There were about six or seven tour buses parked there so the shuttles were busy. Don’t know how the midges arrived but there were zillions of the pesky feckers and I reckon there were people scratching in public that never scratched in public before.

The estate of Glenveagh was created in 1857-9 by the purchase of several smaller holdings by John George Adair, a wealthy land speculator. Adair was to later incur infamy throughout Donegal and Ireland by ruthlessly evicting some 244 tenants in the Derryveagh Evictions of 1861, the “sad side” of the story according to Vincent.

There were better times under its most recent private owner Mr Henry McIlhenny of Philadelphia who bought the estate in 1937. Henry McIlhenny was an Irish American whose grandfather John McIlhenny grew up in Milford a few miles north of Glenveagh. After buying the estate McIlhenny devoted much time to restoring the castle and developing its gardens.

Eventually McIlhenny began to find travelling to and from Ireland too demanding and the upkeep of the estate was also becoming a strain. In 1975 he agreed the sale of the estate to the Office of Public Works allowing for the creation of a National Park. In 1983 he bestowed the castle to the nation along with its gardens and much of the contents.

Glenveagh National Park opened to the public in 1984 while the castle opened in 1986. The Castle  is a super visit, all the more so if you have Vincent to guide you. He will tell all about the famous people who were wined and dined here and, among so much more, will point out the decanter that McIlhenny received as a present in the 1950s, a decanter that holds no less than eight bottles of whiskey!

There is much to see and do here in the park, including many walks. After viewing the castle gardens, including the walled one, and also the lakeside swimming pool (alas no longer heated as it was in the good days), we confined ourselves to just one walk and that was about four kilometres back to the entrance. To find out more about the walks, the gardens, the many events, please check out the park’s website.

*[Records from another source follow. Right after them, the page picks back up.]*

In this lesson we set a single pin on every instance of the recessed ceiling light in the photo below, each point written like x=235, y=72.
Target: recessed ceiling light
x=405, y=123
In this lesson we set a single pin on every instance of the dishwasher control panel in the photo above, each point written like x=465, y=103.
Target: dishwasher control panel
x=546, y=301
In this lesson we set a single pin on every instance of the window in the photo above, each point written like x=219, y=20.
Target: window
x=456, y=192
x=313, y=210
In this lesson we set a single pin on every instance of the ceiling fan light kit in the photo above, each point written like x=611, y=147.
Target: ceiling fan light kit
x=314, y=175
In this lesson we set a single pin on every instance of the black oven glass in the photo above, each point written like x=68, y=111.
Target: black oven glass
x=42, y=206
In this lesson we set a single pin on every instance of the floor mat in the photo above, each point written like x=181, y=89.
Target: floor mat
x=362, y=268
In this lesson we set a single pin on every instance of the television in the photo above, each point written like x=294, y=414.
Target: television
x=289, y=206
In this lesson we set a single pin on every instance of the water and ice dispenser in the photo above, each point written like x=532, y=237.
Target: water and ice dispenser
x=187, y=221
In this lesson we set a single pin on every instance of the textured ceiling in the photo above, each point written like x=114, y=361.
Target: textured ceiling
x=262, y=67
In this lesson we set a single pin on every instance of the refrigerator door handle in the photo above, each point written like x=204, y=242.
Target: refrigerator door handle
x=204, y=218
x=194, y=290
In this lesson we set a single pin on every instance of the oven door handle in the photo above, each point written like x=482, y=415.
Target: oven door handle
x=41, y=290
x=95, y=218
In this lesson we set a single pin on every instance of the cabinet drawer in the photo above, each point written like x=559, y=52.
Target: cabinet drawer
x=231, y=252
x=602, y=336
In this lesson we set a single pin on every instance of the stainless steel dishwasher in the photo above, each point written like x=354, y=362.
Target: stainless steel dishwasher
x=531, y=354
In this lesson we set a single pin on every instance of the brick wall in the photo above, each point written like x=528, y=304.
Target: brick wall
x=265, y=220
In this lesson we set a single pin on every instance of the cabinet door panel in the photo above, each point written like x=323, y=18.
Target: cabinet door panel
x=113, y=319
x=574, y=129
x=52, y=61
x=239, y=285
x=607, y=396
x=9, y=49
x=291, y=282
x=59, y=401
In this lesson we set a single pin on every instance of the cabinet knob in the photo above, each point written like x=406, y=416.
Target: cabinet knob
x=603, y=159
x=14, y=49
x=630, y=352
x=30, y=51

There is a tea rooms at the castle and a brilliant restaurant at the entrance. We popped in there after our walk and had a terrific choice and enjoyed great service as well. The circular place is really bright and spacious and has a shop alongside. I absolutely enjoyed my Chicken curry with rice but was surprised that my bottled water, Prince’s Gate, came from Wales, not that I’ve anything against the Welsh, but would have thought a state run park would have had one of the many Irish waters, maybe even a Glenveagh water, for sale.
Swimming pool with a view!
Still time for another castle before returning to our hillside haven in the fog! This is under the office of public works and, called Castle Doe, is on the edge of Sheephaven Bay. Doe Castle is situated about one mile off the Carrigart-Creeslough road.

Built in the 16th century, this MacSuibhne castle is one of the better preserved in the north-west of Ireland. It was here that Owen Roe O'Neill returned in 1642 to lead the Irish Confederate Army during the Wars of the three kingdoms.

From history to trivia. Brian McFadden proposed to his (now ex-) wife, Kerry Katona at the castle in 2001.

^ The second thing was also pretty easy to comply with.